The main objective of the project is the recovery and enhancement of the Salina Preciosa and Roqueta, combining environmentally-sustainable management, traditional salt extraction and sustainable aquaculture, Nature tourism and recovery of the cultural heritage of the salt pans.
Currently, several milestones have already been achieved. Traditional aquaculture activity has been reintroduced, such as the collection of shrimp or prawn, and is increasing the diversity of naturally-occurring fish.
The story of these tradtional practices is told through the restored salinera (salt processing buildings) which is now a multipurpose centre (sustainable seafood restaurant, visitor centre and conference centre/exhibition hall).
Invasive flora and rubbish have been removed, returning to the area its lost landscape, improving its walkability and recovering spaces that were previously inaccessible to citizens.

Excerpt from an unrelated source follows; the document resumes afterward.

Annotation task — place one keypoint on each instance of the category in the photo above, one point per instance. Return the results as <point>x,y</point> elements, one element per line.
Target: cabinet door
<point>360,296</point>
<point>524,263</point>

Going forward, the main focus of the project will be the creation of a nature reserve with active recovery of the salt pan structures, which will allow the reintroduction of traditional salt extraction and all the cultural, socio-economic and biodiversity benefits that it brings.
After years of neglect and inactivity, most of the salt and aquaculture structures have large sections clogged or abandoned, with very shallow water, inappropriate for aquaculture production and low in biodiversity value. These areas will be restored through mechanical removal of sludge, profiling of slopes and removal of invasive flora to recover and improve water circulation and the productive water surface.
Islands will be created and substrate added for the breeding of endangered species such as Kentish Plover
The installation of bird hides, signage and interpretation linked to the project at key points of the salt pan area will allow the promotion and development of ornithological/nature tourism. Salt production structures will be restored for demonstrative purposes.
Mechanical removal of rubbish and invasive flora – € 3.50 per square meter
Mechanical dredging and cleaning of structures € 8.50 per square meter
Hides €1,000 – €3,000
Signage and interpretation €250 – €650.
Recovery Curve status
Likely T1 – Diagnosis provides sufficient results to trial solutions, but work only initiated recently.